Но она уходила, напевая беспечно и вызывающе покачивая бедрами. На опушке ее перехватил солнечный луч. В зажегшемся фонаре платьица я увидел ее стройные крепкие ноги.

По лестнице, плавно изогнутой в теле башни, я поднялся на второй этаж. Сквозь красно-синие витражи еще пробивался закатный свет. В самом замке царил полумрак. Люстр и настенных светильников было великое множество, но только некоторые теплились желтым накалом. Вместе с лестницей поднималась наверх стенная роспись, состоящая из огромных древовидных трав, между которыми мелькали тела причудливых зверей и русалок.
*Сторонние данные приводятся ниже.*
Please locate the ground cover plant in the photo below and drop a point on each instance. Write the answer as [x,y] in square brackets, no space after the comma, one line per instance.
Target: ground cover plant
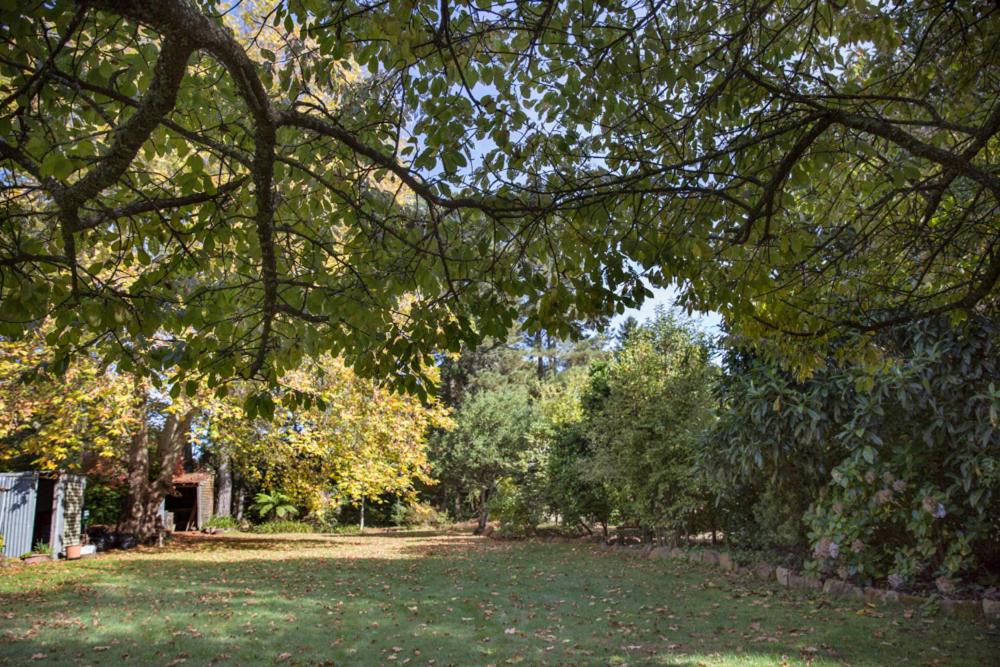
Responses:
[426,598]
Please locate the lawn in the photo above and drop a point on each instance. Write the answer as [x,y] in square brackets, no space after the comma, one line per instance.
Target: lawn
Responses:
[442,599]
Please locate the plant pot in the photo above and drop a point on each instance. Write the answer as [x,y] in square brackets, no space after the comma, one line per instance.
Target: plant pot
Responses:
[35,559]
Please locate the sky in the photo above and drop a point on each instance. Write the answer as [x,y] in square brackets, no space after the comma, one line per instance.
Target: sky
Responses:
[708,322]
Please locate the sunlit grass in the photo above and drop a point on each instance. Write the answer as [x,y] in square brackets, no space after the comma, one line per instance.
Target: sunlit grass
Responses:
[444,600]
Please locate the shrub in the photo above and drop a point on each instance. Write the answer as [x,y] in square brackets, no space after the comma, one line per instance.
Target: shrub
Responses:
[223,522]
[103,502]
[887,470]
[417,514]
[325,518]
[284,526]
[515,508]
[276,504]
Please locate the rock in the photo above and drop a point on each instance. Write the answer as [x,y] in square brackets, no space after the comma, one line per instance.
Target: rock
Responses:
[710,557]
[881,595]
[804,583]
[726,562]
[945,585]
[968,609]
[911,600]
[843,589]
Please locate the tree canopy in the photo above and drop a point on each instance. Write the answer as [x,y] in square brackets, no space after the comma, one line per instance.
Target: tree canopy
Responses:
[236,185]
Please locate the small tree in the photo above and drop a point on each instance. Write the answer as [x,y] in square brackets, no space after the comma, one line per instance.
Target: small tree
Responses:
[275,503]
[492,439]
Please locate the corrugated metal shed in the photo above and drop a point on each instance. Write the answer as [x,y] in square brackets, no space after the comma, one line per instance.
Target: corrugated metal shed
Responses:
[18,493]
[57,520]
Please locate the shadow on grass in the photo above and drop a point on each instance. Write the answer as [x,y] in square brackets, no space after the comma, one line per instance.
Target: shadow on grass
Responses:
[448,599]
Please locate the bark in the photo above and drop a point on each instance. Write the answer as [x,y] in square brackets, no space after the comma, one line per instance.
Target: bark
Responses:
[224,486]
[484,511]
[146,490]
[239,498]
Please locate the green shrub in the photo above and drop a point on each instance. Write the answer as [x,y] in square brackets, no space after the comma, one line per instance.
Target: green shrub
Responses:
[223,522]
[326,518]
[886,471]
[276,504]
[417,514]
[284,526]
[514,508]
[104,503]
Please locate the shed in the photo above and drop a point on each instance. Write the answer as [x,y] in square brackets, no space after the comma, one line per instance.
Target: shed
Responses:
[191,503]
[40,507]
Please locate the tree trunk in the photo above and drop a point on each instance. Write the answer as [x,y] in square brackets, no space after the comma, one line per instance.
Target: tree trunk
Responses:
[142,517]
[239,497]
[137,474]
[541,359]
[484,512]
[224,495]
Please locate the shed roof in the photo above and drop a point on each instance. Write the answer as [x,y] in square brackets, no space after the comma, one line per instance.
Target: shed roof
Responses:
[193,478]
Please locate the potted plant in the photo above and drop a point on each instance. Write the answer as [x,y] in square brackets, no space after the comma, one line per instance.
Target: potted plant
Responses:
[39,554]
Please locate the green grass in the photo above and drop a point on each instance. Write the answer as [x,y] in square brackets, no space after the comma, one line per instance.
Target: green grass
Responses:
[432,599]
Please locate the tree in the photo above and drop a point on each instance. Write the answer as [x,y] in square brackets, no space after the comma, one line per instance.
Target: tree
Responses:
[648,412]
[492,439]
[883,469]
[252,186]
[60,418]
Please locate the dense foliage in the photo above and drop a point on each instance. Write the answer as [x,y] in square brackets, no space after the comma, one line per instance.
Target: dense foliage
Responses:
[251,184]
[885,471]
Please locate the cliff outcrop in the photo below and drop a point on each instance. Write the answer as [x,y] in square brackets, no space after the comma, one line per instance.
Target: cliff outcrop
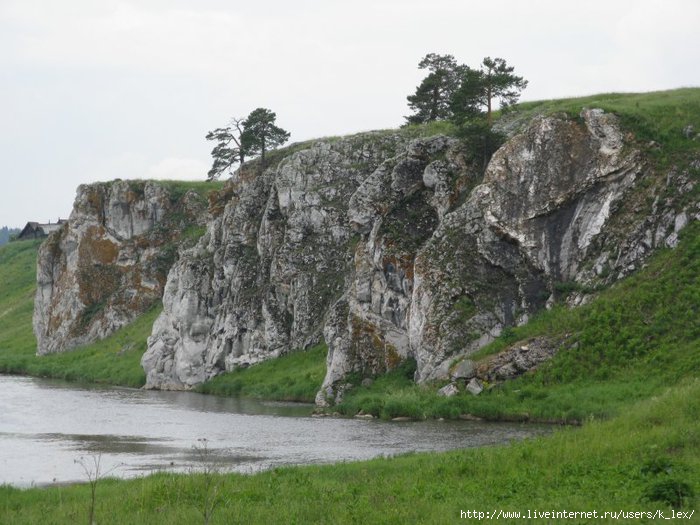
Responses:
[109,263]
[391,248]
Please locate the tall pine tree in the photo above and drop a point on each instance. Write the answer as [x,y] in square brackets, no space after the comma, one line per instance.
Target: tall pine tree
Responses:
[431,101]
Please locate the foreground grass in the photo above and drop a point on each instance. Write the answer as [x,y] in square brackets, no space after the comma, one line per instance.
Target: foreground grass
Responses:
[646,459]
[113,360]
[294,377]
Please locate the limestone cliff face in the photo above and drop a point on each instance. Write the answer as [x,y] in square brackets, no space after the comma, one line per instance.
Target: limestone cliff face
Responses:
[109,263]
[391,248]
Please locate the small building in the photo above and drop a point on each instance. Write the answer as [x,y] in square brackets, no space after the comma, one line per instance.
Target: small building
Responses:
[35,230]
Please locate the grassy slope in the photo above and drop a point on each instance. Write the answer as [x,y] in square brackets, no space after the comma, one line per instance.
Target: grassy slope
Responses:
[294,377]
[114,360]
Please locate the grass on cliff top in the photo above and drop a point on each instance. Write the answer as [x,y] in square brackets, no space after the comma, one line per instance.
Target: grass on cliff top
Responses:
[296,376]
[634,340]
[660,116]
[644,460]
[114,360]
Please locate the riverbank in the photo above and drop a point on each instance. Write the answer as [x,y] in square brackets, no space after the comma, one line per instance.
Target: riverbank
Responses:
[632,342]
[645,459]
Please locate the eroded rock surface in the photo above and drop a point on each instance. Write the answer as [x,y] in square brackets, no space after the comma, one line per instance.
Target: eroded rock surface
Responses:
[391,248]
[109,263]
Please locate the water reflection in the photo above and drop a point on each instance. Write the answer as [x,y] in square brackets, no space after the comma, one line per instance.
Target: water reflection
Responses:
[45,426]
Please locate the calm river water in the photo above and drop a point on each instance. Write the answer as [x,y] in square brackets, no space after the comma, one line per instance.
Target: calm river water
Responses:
[46,426]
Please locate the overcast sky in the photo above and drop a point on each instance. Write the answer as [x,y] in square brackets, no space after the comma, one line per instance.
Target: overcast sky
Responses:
[94,90]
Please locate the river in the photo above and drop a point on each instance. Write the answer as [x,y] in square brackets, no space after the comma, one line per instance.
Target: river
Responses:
[48,427]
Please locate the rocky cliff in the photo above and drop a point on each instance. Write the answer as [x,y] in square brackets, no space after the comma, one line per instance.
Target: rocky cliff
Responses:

Перила лестницы вскидывались кольцевидными валами, увенчанными через каждые десять ступеней гладкими латунными шарами. Тяжелые двустворчатые двери с выпуклой деревянной резьбой вели в анфиладу комнат. Одна комната была обтянута серебристым штофом, на котором красовались картины в тяжелых рамах. Вдоль стены тянулся сплошной узкий диван, а по углам стояли овальные мраморные столики с серебряными вазами. Другая была расписана по штукатурке огромными бледными цветами. Среди цветов взблескивали круглые зеркала. Третью комнату, сплошь деревянную, загромождала тяжелая мебель с кожаной обивкой и резными фигурами зверей. Дальше открывался майоликовый зал с мозаичными фризами и керамическими вазонами, расставленными на кафельном полу.

Я внимательно осматривал каждую комнату, стараясь обнаружить потайную дверь. Трогал резные завитки, медные шары, пытаясь их повернуть. Подавать голос и опасался. Кто знает, сколько здесь еще слуг, а народ у Барона воинственный.

По анфиладе я достиг второй угловой башни и отсюда сквозь узкое окно заглянул во внутренний двор. Последний отсвет закатного неба бросил на него кирпичный тон. Я сразу увидел красную машину. Ее лакированная крыша теплилась в густеющих сумерках. Значит, хозяин таверны прав. Красная машина не возвращалась. Осталось найти ту, которая в ней приехала.

Лестница в этой башне была черной, чугунной. По белой стене развешано средневековое оружие, латы, шлемы с перьями. Я толкнул дверь и оказался в дубовом зале. Большая люстра была погашена, светилось лишь несколько бронзовых бра. Я медленно пошел по узорчатому паркету. Середину его занимала огромная девятиконечная звезда, выложенная из светлого дерева. К ней примыкали искусно сомкнутые шести — и семиконечные звезды из паркета темных тонов. За резными дубовыми колоннами маслянисто посверкивали наклоненные со стен портреты.

Против центра зала среди витой деревянной резьбы белела мраморная ниша. Из нее выступала величественная статуя. Я подошел ближе. Перед нишей в черных овальных вазах ярко выделялись цветы. Я ощутил горьковатый аромат и понял с удивлением, что это осенние хризантемы, хотя на дворе стоял месяц июль.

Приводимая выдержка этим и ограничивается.